The UK [and SA] sugar tax, which came into force in April 2018, has profoundly changed the outlook of the beverage industry. Some say that a wave of legislation is being driven by millennial concerns.

Consumers aged 18-35 are said to be the most health-conscious generation yet. Will this lead to further legislative changes in the food and beverage industry, and how else will beverage companies adapt in order to maintain their appeal among this key demographic?

Here are the views of Zenith Global and FoodBev Media chairman, Richard Hall, in a Q&A, on whether millennial consumers have affected the beverage industry.

Effectiveness aside, is it not true that a majority of millennial consumers probably support a tax on sugar – or at least some sort of government intervention?

Millennials, and indeed most people, want to live healthier for longer at the same time as overcoming obesity. Starting with sugar may be simple, but it isn’t a solution. Tackling sugar alone may actually delay more effective comprehensive action.

And that requires action by all of us individually, in addition to business and government.

Younger consumers are more interested in their health than ever. Do you see factors influencing consumers in current generations that simply weren’t the case before?

The biggest change I’ve seen is the growing scientific evidence that many major diseases can be accelerated by bad diets and held back by good diets.

Food may never replace medicine, but it gives far more pleasure.

The area I’m most interested in at the moment is the emerging view that our microbiome is a new key to understanding our health. And, of course, new technology will allow us to track our dietary intake much more precisely than ever before.

How else do you think the beverage industry is changing to appeal to millennial consumers?

Beverages have always been about taste, convenience, value and identity. The two new dimensions over the past 20 years have been added benefits and ethical values.

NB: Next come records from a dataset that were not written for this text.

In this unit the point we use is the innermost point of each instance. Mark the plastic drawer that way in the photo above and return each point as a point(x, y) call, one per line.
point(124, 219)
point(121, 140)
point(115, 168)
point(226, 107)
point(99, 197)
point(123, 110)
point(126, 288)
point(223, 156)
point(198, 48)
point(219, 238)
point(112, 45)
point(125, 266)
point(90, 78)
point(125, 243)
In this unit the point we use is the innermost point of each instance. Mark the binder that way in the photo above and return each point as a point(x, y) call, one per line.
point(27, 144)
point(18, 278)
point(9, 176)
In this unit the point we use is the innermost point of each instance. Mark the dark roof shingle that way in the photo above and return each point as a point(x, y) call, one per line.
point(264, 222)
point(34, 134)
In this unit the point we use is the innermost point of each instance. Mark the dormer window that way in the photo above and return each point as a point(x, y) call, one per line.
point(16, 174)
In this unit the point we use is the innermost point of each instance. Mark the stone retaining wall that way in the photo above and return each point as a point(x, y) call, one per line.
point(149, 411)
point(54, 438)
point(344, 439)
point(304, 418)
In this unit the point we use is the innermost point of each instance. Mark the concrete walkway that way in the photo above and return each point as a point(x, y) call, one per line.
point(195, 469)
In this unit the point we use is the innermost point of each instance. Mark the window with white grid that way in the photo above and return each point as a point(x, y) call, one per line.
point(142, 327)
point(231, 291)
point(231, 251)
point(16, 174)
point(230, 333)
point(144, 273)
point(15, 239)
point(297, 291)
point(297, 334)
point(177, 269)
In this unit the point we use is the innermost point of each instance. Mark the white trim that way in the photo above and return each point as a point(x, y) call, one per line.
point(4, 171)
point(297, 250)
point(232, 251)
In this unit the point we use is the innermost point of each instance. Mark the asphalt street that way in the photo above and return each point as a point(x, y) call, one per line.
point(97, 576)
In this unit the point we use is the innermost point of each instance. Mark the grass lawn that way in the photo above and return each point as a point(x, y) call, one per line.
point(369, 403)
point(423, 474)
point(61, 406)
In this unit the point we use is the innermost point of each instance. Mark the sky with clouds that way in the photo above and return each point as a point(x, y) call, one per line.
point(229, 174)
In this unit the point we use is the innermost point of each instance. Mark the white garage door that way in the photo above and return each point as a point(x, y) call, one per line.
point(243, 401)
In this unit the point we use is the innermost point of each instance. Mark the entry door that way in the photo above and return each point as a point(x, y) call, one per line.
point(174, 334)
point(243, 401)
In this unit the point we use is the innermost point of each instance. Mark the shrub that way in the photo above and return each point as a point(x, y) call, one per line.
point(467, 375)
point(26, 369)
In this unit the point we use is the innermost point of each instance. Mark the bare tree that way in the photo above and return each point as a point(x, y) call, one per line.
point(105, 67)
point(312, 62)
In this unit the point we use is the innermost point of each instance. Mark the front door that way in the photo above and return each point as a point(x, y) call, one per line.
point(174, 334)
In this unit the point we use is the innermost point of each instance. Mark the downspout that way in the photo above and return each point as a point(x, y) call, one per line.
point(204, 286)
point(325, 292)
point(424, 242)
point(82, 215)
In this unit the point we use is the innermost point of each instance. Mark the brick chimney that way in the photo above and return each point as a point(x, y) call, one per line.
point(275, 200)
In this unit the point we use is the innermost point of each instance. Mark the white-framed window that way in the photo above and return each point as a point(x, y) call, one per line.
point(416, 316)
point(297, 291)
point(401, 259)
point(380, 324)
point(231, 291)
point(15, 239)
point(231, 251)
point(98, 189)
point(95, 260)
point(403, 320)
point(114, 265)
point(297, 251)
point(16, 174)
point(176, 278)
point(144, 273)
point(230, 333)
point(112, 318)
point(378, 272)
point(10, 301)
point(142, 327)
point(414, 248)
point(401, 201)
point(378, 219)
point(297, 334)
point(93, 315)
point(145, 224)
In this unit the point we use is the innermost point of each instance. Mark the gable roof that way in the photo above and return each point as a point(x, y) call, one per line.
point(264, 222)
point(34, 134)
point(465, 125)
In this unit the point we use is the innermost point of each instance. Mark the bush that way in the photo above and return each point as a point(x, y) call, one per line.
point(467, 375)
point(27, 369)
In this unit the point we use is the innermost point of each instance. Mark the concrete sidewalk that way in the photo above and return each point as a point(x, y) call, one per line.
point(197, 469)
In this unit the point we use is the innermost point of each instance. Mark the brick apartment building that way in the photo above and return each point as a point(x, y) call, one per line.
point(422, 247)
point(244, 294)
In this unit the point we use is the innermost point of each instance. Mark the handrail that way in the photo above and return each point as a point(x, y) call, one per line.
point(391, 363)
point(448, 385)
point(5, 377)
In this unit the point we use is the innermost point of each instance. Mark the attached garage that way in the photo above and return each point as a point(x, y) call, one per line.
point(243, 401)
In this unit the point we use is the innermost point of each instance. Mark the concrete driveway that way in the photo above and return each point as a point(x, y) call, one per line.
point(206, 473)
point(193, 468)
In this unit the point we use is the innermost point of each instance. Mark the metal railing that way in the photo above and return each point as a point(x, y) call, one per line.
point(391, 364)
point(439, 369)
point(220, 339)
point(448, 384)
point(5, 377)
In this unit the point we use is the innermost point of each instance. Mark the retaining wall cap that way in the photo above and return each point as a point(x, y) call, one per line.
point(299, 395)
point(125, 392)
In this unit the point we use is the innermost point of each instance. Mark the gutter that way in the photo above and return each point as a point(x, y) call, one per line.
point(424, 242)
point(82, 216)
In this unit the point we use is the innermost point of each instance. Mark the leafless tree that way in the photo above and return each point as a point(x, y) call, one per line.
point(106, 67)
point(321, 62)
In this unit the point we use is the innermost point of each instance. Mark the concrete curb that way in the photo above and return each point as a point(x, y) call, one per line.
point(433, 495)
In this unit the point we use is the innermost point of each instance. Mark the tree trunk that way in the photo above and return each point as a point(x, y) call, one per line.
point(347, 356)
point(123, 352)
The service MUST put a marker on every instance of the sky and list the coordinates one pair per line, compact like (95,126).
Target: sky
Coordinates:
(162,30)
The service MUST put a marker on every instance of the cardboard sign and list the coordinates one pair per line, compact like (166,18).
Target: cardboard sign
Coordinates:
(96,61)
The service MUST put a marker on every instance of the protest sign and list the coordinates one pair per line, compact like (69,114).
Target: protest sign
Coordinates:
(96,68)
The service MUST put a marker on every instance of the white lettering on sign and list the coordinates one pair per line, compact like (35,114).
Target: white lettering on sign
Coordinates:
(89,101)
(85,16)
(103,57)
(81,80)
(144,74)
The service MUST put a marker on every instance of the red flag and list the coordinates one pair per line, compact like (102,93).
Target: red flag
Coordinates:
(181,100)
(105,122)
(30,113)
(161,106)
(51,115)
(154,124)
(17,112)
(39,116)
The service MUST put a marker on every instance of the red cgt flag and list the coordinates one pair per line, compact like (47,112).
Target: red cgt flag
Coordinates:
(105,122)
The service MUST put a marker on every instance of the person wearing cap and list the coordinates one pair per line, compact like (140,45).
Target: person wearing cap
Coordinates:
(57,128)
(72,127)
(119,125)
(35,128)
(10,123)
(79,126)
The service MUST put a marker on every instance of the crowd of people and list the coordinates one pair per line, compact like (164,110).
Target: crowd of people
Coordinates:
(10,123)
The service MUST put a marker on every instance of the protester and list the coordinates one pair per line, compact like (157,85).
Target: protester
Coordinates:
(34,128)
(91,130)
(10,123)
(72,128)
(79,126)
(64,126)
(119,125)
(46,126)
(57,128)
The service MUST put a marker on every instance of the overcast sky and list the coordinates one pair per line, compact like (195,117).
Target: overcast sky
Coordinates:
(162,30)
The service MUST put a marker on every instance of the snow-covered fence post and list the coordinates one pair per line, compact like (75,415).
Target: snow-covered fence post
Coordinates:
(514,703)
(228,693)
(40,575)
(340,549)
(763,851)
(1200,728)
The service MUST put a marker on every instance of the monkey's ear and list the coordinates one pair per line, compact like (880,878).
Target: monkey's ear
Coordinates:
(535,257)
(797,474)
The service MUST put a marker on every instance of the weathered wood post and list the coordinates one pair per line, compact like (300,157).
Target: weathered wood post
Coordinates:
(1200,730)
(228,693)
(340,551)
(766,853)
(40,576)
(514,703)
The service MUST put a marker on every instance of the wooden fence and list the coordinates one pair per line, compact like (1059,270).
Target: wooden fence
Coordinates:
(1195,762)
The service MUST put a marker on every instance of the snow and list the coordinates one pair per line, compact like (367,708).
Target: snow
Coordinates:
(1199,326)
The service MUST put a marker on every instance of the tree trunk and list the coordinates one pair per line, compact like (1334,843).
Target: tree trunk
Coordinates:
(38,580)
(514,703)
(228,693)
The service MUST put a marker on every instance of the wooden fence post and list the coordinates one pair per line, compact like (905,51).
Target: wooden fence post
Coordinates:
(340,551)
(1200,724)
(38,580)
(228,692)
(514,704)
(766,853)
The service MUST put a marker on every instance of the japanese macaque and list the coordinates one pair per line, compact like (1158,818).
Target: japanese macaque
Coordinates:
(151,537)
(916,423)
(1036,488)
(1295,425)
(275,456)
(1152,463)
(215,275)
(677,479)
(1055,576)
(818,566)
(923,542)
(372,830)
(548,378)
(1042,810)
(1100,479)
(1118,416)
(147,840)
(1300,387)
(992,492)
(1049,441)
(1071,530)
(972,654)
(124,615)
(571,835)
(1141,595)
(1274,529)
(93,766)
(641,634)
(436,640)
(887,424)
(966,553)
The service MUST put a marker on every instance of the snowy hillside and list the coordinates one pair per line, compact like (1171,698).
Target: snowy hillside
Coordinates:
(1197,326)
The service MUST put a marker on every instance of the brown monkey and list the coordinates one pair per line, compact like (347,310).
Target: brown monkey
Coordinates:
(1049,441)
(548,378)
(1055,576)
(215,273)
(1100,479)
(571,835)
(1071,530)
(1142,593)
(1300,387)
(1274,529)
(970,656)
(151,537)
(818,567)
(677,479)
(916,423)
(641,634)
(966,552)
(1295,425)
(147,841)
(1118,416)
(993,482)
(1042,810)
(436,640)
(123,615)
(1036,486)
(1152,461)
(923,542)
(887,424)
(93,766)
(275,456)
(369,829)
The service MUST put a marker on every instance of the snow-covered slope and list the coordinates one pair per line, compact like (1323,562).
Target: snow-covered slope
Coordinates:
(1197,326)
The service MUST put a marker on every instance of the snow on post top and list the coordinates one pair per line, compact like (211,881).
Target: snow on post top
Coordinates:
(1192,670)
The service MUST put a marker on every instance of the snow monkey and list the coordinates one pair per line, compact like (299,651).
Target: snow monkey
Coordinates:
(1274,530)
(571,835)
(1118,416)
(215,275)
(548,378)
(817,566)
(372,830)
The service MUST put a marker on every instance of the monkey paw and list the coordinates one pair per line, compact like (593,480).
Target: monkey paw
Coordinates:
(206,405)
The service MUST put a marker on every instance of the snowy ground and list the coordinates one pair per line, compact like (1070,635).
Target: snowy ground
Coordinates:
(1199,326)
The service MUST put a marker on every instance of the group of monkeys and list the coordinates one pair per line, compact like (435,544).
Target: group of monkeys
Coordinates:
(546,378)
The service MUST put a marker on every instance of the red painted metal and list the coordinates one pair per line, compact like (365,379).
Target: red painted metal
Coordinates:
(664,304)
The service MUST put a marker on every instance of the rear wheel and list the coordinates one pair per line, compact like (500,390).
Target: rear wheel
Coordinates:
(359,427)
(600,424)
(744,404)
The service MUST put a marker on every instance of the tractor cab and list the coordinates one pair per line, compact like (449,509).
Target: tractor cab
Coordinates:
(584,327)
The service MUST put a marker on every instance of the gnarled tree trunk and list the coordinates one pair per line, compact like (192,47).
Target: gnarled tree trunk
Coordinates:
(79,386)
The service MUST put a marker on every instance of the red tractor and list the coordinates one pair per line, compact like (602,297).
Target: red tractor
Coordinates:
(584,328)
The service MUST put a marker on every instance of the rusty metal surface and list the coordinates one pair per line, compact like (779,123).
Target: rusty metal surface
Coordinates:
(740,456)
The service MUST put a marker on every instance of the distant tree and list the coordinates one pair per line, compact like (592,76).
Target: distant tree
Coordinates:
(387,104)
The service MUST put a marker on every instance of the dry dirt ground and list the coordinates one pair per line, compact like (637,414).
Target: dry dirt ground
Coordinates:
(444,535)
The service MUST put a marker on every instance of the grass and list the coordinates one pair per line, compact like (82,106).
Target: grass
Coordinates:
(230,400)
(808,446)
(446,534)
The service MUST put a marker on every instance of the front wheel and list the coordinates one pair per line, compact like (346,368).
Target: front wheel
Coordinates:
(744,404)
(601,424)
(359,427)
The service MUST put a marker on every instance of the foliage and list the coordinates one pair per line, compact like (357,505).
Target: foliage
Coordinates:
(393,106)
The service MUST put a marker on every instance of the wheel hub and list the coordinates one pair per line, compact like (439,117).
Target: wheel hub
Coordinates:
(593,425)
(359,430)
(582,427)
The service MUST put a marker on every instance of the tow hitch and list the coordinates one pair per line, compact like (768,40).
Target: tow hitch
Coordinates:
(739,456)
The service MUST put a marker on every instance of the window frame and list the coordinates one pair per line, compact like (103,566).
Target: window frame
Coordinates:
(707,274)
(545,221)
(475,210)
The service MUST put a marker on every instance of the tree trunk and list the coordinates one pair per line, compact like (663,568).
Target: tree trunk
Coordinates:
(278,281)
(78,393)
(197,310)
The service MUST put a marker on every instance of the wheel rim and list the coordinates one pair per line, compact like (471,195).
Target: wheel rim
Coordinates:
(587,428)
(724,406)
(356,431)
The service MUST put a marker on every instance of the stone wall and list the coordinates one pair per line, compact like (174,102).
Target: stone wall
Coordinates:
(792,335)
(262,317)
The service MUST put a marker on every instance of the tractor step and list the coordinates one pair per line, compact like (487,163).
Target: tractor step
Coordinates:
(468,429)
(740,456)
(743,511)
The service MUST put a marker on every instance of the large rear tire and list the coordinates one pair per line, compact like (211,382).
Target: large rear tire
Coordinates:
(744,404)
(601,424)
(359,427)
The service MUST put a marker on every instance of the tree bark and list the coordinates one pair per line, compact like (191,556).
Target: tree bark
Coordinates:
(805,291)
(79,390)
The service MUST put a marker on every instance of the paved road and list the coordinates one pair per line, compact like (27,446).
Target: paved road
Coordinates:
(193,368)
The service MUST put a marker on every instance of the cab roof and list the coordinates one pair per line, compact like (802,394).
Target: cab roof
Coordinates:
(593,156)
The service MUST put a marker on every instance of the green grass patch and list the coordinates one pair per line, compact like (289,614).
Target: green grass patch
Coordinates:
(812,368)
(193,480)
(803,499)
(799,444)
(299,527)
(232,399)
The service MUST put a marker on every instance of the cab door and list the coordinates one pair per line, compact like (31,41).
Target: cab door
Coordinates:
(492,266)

Not only do more of us want to know what a product will do for us, we also want to it to represent our point of view. It’s almost a new form of consumerism democracy.

Is it fair to say that the beverage industry trails the food industry in finding genuinely healthy alternatives?

No, I think beverages are ahead.

Only recently have people started to expect confectionery and cake to be more responsible. Milk, soft drinks and alcohol all have long-established wide ranges of fat, sugar and low alcohol alternatives.

Drinks have adopted more natural characteristics wherever possible. But hydration is still underappreciated by society in general.

Does the sugar tax affect different consumers differently?

The UK sugar tax only applies to certain drinks and these are more popular amongst younger consumers, especially teenagers, so it will affect them more in terms of cost. We don’t yet know how much it will change their calorie intake.

Experience elsewhere indicates not much.

Do you ever feel that the food and drinks industry overlooks consumers older than 35?

This is a big and growing challenge. Older consumers in Japan consume more targeted products with pride. Older consumers elsewhere don’t wish to be treated as old. They may adapt some behaviours, but essentially their aspirations are younger.

I suspect many people over 35 have very similar views to millennials.